On 20 February 1962 John Glenn became the first US astronaut to orbit Earth.
Launched from Cape Canaveral (Flordia) on an Atlas rocket, Glenn piloted the Mercury-Atlas 6 "Friendship 7" spacecraft for three orbits of Earth, reaching an orbital velocity of 17,500mph (approximately 28,000 kilometres per hour).
The mission time, from launch to impact, was four hours, 55 minutes and 23 seconds in space.
Glenn’s flight was cut short as mission control detected a problem with the spacecraft's heat shield. Fortunately, the heat shield stayed in place during the descent back to Earth.
Fred Jones, a retired Langley photographer, waited in anticipation to capture the historic landing on film, but unfortunately the capsule missed its predicted landing site, splashing down in the Atlantic Ocean 800 miles south east of Cape Canaveral - beyond the reach of Jones’ camera.
Glenn's orbital mission was the third space flight of the Mercury program.

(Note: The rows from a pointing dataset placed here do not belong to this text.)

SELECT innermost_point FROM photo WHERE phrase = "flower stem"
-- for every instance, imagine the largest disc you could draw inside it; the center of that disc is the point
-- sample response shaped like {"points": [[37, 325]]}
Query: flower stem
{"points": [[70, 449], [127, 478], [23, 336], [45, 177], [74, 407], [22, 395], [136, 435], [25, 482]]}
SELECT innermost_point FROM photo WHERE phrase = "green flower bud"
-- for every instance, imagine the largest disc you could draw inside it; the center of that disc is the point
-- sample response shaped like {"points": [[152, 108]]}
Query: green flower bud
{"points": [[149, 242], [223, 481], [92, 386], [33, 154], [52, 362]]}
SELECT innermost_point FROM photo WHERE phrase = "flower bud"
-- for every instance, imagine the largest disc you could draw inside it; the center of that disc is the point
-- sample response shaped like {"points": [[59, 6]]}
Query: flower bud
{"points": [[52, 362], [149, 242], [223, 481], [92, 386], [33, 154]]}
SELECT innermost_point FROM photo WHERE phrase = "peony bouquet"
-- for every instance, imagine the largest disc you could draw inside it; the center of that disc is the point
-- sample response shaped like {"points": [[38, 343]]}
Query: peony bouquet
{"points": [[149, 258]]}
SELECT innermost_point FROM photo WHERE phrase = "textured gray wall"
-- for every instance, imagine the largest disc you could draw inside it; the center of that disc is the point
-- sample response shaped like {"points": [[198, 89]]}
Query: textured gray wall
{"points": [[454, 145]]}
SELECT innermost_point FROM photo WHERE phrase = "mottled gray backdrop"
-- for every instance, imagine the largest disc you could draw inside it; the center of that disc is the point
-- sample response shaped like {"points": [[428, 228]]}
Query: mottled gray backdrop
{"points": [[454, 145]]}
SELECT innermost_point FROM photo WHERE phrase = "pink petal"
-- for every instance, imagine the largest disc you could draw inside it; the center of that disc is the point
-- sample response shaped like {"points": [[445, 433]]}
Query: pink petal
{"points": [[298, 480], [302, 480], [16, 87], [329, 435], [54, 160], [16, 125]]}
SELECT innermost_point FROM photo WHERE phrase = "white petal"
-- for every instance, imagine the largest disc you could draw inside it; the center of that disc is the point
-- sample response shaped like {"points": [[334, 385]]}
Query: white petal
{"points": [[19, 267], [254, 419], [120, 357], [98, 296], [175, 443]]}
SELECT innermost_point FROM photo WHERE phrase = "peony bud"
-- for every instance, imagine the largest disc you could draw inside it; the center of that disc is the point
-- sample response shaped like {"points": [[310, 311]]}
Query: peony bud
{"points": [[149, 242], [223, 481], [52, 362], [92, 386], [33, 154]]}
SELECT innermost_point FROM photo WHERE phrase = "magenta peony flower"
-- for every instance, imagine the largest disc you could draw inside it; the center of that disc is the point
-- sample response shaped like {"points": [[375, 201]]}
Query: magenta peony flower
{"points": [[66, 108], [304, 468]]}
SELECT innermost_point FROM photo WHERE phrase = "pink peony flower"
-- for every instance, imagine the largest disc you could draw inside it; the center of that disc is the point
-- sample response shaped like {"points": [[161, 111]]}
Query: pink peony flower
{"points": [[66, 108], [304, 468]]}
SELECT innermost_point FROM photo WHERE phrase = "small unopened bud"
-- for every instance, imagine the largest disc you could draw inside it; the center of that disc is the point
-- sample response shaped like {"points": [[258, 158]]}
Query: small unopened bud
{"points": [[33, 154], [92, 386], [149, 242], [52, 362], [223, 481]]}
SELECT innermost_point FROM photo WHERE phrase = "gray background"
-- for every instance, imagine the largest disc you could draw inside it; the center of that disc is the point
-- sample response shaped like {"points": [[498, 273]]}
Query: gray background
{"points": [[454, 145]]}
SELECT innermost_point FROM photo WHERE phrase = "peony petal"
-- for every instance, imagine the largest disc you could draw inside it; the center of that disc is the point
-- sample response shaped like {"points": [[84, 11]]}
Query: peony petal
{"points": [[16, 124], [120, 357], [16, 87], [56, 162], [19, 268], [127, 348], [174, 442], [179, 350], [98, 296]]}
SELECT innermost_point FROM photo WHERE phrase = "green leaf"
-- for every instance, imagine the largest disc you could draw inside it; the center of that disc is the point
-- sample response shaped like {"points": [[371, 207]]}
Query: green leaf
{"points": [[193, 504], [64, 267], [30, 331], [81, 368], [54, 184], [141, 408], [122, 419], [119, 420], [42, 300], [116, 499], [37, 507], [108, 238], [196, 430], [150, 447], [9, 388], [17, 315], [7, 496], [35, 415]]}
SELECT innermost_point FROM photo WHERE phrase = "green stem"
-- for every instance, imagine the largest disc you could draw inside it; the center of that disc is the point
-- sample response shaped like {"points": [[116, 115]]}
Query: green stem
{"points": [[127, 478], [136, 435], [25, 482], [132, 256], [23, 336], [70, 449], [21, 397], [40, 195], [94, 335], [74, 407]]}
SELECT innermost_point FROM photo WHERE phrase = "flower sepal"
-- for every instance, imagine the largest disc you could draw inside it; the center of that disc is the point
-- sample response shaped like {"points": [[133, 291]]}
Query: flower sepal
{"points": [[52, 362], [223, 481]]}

Alan Shepard had been the first American in space with a sub-orbital flight on 5 May 1961, just a few weeks after Soviet Cosmonaut Yuri Gagarin had been the first human in space on 12 April 1961.
Shepard was followed by fellow Mercury Astronaut Gus Grissom whose sub-orbital space flight took place on 21 July 1961.
The Shepard and Grissom flights had been launched by the Redstone rocket, but another more powerful rocket was needed for NASA to achieve its next objective of reaching orbit.
Left: the Atlas rocket carrying the Friendship 7 capsule & John Glenn to America's first orbital spaceflight, 20 February 1962
The rocket that resulted in the NASA’s first manned orbital flight was the Atlas rocket.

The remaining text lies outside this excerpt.